St. Raphael of Brooklyn
Born in Beirut, Lebanon, and educated in Damascus Syria, Halki, Turkey, and Kiev, Russia, Raphael Hawaweeny found himself virtually exiled in Kazan, Russia, making himself of use on the faculty of the Anti-Muslim Missionary School, when he was summoned to the New World by the Syrian Orthodox Benevolent Committee in New York City.
Immigrating in 1895 and serving under the aegis of the Russian Orthodox Mission -- then the only established Orthodox hierarchy -- he was technically pastor of St. Nicholas Church (later Cathedral) in Brooklyn, NY, but was, in fact, the roving pastor of several dozen tiny, isolated communities spread thinly across the continent.

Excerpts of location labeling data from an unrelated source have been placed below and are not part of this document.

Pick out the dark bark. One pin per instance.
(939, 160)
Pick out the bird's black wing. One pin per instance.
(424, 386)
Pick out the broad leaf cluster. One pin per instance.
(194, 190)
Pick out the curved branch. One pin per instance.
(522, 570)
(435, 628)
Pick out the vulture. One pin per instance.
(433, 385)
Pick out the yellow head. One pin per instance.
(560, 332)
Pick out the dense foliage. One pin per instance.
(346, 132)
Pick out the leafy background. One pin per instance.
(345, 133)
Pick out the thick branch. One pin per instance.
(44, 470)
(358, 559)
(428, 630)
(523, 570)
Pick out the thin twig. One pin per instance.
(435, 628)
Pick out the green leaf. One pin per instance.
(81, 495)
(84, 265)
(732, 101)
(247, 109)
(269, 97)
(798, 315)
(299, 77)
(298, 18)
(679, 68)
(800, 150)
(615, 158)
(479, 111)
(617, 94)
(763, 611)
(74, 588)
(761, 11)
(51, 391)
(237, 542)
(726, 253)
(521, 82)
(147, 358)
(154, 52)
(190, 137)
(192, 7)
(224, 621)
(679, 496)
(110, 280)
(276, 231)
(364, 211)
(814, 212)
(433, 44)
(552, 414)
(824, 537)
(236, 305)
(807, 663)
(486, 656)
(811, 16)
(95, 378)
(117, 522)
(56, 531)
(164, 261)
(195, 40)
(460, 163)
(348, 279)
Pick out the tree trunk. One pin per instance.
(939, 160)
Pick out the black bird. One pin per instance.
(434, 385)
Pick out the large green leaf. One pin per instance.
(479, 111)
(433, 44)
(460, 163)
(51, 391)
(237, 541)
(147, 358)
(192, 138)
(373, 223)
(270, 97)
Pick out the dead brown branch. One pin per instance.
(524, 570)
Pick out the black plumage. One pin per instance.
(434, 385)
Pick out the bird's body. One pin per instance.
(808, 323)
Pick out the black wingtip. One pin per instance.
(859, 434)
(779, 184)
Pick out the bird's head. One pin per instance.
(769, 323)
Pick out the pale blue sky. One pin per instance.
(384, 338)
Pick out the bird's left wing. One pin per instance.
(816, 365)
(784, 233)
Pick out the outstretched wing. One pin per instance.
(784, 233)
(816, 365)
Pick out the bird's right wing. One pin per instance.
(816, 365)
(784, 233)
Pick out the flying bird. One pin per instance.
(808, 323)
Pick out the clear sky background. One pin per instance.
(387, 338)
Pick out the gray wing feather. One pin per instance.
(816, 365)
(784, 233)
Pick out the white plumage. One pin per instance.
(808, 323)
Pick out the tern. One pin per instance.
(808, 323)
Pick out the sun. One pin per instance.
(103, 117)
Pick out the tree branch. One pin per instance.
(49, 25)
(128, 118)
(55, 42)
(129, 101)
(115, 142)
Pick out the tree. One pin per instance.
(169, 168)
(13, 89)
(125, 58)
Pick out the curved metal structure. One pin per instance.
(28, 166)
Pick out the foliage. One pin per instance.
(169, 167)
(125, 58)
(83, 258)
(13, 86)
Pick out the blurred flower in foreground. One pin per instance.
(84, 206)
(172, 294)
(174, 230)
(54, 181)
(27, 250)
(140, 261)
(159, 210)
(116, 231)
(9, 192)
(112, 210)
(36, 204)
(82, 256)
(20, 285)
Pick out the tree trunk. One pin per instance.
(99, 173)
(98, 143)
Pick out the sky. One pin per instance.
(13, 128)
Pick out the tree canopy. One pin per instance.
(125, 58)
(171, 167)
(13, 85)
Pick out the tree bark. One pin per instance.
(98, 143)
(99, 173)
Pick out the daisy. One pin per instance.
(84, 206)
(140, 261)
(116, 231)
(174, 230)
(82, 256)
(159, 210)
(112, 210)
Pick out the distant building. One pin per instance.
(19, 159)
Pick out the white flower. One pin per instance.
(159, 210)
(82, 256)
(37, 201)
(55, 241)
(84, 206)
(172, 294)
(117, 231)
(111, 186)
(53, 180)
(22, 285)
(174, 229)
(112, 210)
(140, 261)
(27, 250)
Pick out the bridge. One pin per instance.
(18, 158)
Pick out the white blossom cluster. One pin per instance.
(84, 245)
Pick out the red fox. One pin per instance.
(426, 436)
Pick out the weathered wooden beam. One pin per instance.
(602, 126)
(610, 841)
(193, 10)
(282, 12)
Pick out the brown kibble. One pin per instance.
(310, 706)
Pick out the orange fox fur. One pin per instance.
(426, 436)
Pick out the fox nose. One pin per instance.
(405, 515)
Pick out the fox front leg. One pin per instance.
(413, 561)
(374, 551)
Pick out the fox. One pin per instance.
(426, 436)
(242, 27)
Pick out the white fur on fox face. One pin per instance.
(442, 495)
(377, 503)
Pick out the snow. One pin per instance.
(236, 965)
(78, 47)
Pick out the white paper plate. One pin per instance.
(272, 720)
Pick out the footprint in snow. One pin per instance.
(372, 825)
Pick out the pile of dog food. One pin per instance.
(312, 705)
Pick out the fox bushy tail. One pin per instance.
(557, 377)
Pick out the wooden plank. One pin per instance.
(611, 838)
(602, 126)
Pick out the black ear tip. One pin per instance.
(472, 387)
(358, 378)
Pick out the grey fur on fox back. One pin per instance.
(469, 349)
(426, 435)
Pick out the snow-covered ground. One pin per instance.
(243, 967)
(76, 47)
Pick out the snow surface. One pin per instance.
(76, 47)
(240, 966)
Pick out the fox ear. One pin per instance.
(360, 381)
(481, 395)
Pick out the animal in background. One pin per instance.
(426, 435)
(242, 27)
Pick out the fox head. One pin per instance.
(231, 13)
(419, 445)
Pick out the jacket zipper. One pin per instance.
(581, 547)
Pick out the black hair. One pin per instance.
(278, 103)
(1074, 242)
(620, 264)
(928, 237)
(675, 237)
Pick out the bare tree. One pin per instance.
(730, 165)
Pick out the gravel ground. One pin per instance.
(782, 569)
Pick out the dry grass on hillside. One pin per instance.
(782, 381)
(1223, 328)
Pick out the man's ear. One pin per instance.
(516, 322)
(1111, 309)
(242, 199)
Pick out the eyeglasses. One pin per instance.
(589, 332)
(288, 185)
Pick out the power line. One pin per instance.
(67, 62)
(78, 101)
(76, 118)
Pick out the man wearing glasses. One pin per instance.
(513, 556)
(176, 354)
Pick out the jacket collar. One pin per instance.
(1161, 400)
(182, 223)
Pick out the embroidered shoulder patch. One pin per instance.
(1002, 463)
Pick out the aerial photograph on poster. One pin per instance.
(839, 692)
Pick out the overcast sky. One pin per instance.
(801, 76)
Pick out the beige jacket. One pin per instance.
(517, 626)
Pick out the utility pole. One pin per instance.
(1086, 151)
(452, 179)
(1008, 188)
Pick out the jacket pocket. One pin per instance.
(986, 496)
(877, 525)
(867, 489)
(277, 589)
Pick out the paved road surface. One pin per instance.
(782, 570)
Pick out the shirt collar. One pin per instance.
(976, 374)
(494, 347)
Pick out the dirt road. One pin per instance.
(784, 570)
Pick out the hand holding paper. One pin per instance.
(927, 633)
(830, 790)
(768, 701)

As a priest he crossed the continent repeatedly in the course of nine years, and did so several more after being consecrated Bishop of Brooklyn -- the first such Orthodox consecration in North America -- in 1905.
He established a journal, al-Kalimat, to spread "the Word" to places he could not himself be, and worked diligently at translating Greek liturgical books into Arabic. These he distributed at his own expense to communities throughout the Middle East and to émigrés in the Americas, Africa, and Australasia, greatly helped preserve Orthodox Christianity in those regions.